Gate Advisory, a firm specializing in geopolitical analysis and financial intelligence, sees virtually no chance of a ceasefire agreement between the United States and Iran. Its founder, Jacques Lemoisson, is unequivocal: a US ground operation targeting strategic sites around the Strait of Hormuz is not a possibility, it is an inevitability.
"The diplomatic track is a dead end," Lemoisson argues. "What we are watching is not negotiation, it is positioning." And the positioning, he notes, speaks for itself: thousands of US Marines are currently en route to the region.
The Hormuz Stranglehold
Iran's blockade of the Strait of Hormuz, through which roughly 20% of the world's oil supply flows , has sent energy markets into turmoil. But while crude oil prices have surged dramatically, Gate Advisory identifies a far more alarming development hiding in plain sight: the explosive rise in jet fuel prices.

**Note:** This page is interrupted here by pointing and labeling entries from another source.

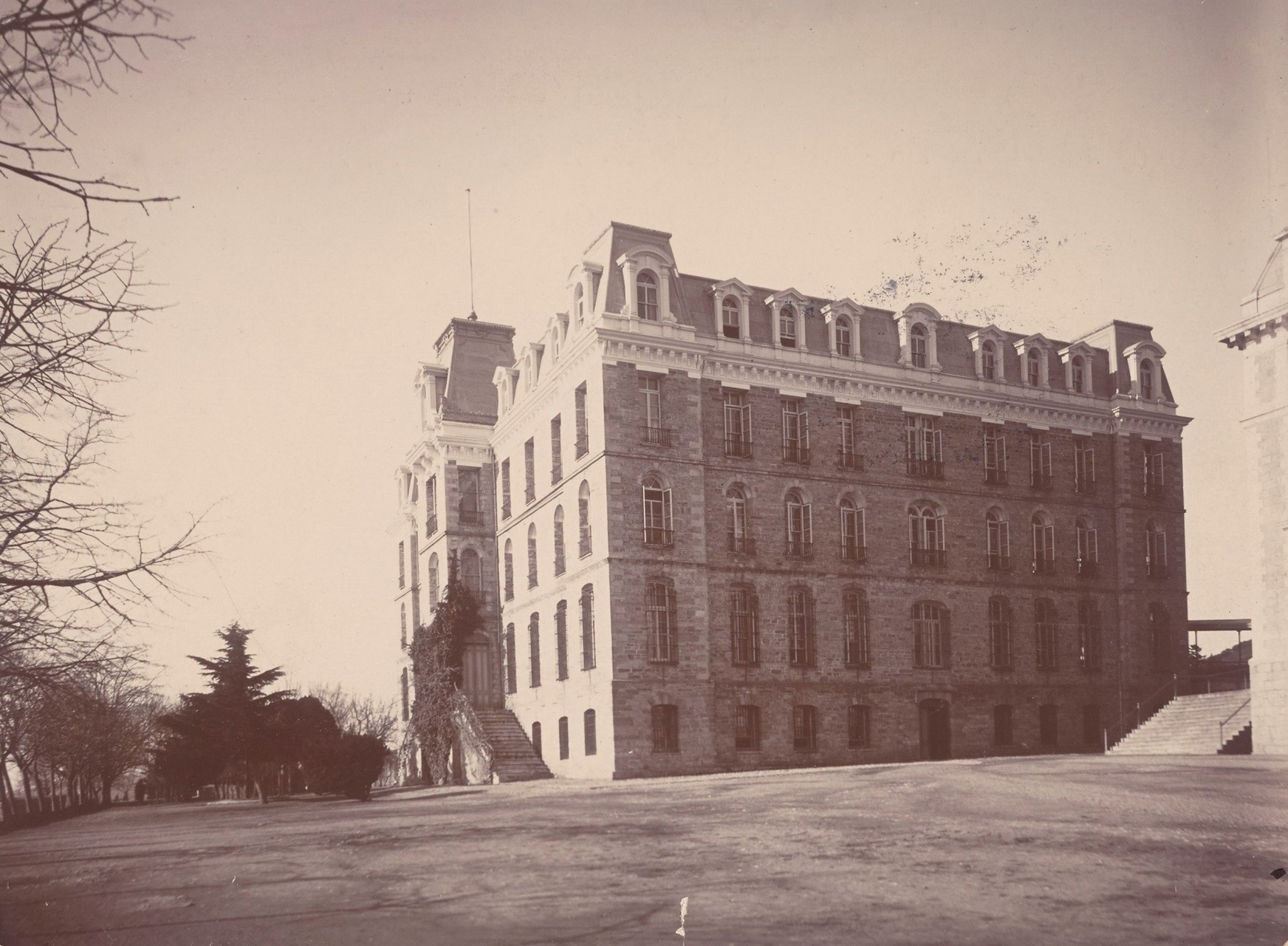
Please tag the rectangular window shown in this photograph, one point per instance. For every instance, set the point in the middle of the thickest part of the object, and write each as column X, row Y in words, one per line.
column 583, row 445
column 746, row 729
column 925, row 446
column 1004, row 733
column 562, row 641
column 848, row 419
column 535, row 651
column 855, row 606
column 555, row 450
column 506, row 489
column 667, row 729
column 737, row 424
column 1045, row 632
column 1084, row 466
column 588, row 628
column 660, row 616
column 1154, row 485
column 1089, row 636
column 431, row 506
column 995, row 455
column 1092, row 725
column 800, row 629
column 1048, row 733
column 804, row 729
column 512, row 669
column 1000, row 634
column 742, row 626
column 471, row 486
column 858, row 720
column 795, row 431
column 1040, row 462
column 530, row 471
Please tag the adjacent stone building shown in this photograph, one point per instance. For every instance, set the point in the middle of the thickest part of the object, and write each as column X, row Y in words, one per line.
column 1261, row 336
column 724, row 526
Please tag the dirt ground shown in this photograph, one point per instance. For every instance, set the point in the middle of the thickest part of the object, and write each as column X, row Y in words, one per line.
column 1057, row 850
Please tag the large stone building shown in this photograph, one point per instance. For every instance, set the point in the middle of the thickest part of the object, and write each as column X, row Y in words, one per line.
column 719, row 526
column 1261, row 336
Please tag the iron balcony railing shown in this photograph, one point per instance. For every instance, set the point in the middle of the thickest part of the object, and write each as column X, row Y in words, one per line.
column 927, row 469
column 933, row 557
column 656, row 436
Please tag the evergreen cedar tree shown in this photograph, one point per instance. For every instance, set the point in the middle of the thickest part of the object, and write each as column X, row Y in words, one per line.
column 437, row 651
column 244, row 730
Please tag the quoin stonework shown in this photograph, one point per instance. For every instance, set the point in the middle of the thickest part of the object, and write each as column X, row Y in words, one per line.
column 1261, row 336
column 719, row 526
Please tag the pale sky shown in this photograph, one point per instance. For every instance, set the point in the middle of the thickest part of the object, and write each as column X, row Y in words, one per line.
column 322, row 150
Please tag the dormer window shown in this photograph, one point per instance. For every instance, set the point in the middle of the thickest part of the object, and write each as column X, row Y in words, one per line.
column 843, row 337
column 918, row 346
column 787, row 328
column 731, row 318
column 646, row 295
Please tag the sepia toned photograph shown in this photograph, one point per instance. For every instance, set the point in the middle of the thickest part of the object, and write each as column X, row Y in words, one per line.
column 612, row 472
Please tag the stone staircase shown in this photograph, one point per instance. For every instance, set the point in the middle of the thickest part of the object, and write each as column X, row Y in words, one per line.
column 1202, row 725
column 513, row 757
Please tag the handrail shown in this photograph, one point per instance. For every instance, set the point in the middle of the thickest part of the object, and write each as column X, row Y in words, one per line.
column 1222, row 725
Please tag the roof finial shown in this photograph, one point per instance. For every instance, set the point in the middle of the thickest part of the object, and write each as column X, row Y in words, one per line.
column 469, row 230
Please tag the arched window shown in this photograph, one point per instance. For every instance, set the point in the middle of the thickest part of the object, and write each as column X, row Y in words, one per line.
column 561, row 565
column 1045, row 633
column 588, row 627
column 533, row 555
column 509, row 570
column 989, row 361
column 740, row 534
column 512, row 668
column 843, row 337
column 745, row 645
column 584, row 520
column 731, row 318
column 853, row 539
column 927, row 534
column 999, row 541
column 534, row 650
column 855, row 614
column 657, row 512
column 472, row 574
column 787, row 326
column 800, row 525
column 661, row 622
column 1160, row 638
column 1156, row 551
column 929, row 634
column 800, row 628
column 1089, row 636
column 1089, row 548
column 646, row 295
column 1000, row 633
column 1044, row 543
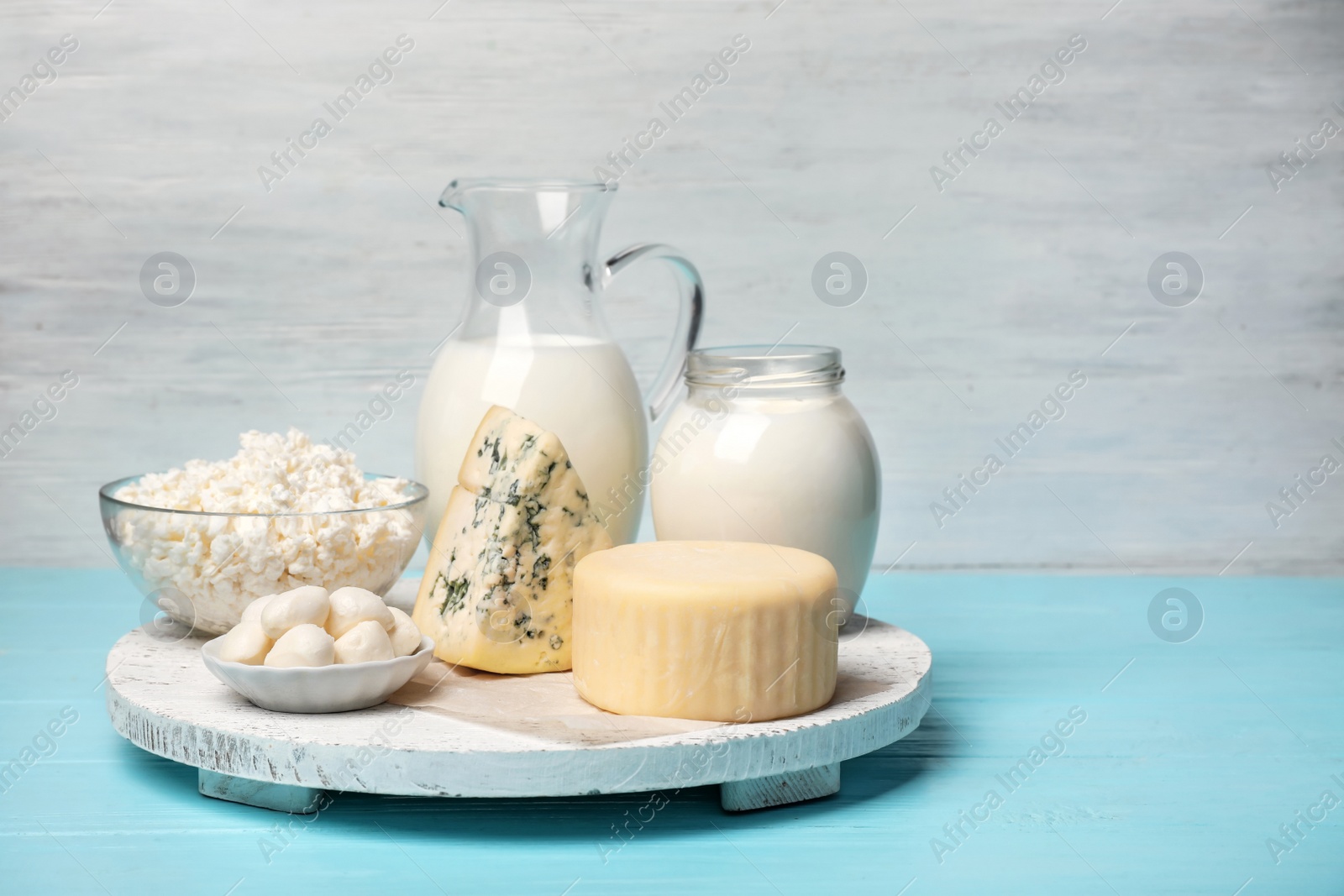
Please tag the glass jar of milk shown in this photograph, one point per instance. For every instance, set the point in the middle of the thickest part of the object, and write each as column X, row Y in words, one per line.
column 766, row 448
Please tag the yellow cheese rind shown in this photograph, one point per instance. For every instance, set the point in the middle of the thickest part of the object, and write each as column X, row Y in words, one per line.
column 496, row 593
column 716, row 631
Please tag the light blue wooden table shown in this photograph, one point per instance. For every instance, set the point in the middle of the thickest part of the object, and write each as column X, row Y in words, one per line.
column 1191, row 758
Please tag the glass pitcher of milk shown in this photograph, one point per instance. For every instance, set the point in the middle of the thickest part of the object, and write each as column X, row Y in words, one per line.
column 533, row 338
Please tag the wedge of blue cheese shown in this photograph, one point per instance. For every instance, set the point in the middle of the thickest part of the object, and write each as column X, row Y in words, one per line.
column 497, row 589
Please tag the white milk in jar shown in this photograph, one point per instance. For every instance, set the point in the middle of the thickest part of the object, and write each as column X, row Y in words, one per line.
column 768, row 449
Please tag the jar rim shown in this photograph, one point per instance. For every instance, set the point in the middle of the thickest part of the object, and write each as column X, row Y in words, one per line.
column 765, row 365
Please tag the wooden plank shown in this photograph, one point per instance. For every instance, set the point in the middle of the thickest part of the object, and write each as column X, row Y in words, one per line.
column 823, row 139
column 1173, row 785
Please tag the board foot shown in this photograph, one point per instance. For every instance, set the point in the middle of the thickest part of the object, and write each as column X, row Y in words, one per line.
column 780, row 790
column 300, row 801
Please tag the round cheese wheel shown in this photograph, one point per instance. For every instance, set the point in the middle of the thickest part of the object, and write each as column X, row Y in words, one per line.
column 717, row 631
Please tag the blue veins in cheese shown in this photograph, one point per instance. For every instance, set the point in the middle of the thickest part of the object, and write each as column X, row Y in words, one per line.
column 497, row 589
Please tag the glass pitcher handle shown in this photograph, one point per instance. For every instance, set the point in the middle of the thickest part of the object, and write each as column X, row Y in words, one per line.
column 690, row 315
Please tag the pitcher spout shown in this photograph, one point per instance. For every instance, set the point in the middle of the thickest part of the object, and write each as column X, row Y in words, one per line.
column 460, row 191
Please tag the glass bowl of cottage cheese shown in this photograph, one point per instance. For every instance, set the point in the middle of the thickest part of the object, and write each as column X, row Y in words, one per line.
column 205, row 540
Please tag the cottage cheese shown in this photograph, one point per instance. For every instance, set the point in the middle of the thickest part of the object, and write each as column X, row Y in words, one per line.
column 223, row 563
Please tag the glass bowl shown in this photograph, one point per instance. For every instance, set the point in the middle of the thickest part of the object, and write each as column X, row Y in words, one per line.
column 202, row 567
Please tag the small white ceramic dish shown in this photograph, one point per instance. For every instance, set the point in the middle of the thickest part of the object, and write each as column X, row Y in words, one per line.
column 338, row 688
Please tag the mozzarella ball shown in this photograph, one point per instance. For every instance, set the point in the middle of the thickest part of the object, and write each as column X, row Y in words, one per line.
column 302, row 606
column 365, row 642
column 245, row 644
column 304, row 645
column 252, row 613
column 405, row 636
column 351, row 606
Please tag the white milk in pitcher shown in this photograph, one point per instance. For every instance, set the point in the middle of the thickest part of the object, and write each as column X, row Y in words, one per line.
column 578, row 387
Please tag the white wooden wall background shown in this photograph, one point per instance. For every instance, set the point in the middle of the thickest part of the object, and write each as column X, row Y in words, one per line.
column 1028, row 266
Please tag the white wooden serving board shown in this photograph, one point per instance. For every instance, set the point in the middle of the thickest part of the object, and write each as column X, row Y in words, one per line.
column 461, row 732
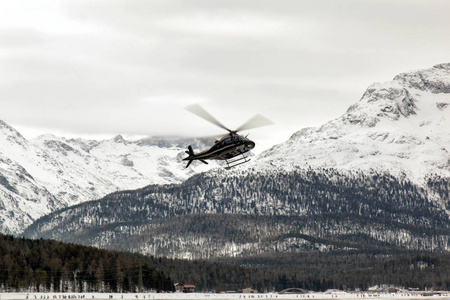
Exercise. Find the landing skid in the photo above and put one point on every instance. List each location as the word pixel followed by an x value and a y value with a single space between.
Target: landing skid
pixel 236 162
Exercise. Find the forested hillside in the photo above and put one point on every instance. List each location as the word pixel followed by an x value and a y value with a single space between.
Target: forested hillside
pixel 50 266
pixel 252 213
pixel 45 266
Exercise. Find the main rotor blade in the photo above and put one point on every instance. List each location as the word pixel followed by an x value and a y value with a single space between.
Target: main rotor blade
pixel 202 113
pixel 256 121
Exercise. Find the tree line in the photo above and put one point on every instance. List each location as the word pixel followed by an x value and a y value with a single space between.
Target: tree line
pixel 51 266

Kerosene, the lifeblood of global aviation, has rocketed from approximately $85-90 per barrel to between $150 and $200 in a matter of days, with peak prices briefly breaking through the $200 barrier. The speed and scale of this spike is without modern precedent in peacetime.
For the global airline industry, this is nothing short of a catastrophe in slow motion. Jet fuel typically accounts for up to 25% of an airline's total operating cost, the single largest expense item on most carriers' balance sheets.
A doubling of fuel costs does not simply squeeze margins. It threatens the viability of entire route networks, forces capacity reductions and accelerates the financial distress of already debt-laden carriers.
Budget airlines, which operate on razor-thin margins and have less hedging capacity than their full-service counterparts, face the most immediate existential pressure. But no carrier is immune.
The Geopolitical Calculus
For Gate Advisory, the Hormuz blockade changes the strategic equation entirely. This is no longer simply a Middle Eastern conflict, it is a direct assault on the architecture of global trade and energy security.
Washington, the firm argues, cannot afford to allow Iran to demonstrate that it can hold the world's oil supply hostage indefinitely. Every week the blockade holds is a week that emboldens adversaries, rattles allies and drives energy inflation deeper into the global economy.
A surgical ground operation, targeted, time-limited, focused on neutralizing Iran's anti-ship missile batteries and naval infrastructure around Hormuz, is, in Gate Advisory's assessment, the only option left on the table that actually resolves the problem.
The Marines heading to the region are not there for show.
Markets, airlines and governments are watching the same clock. If diplomacy fails, and Gate Advisory believes it already has, the question is no longer whether Washington acts, but when.
And when it does, the world will be watching a conflict that began in the Middle East reshape the global economy in ways not seen since the 1973 oil embargo.
The Strait of Hormuz is 33 kilometers wide. Right now, it feels like the narrowest place on earth.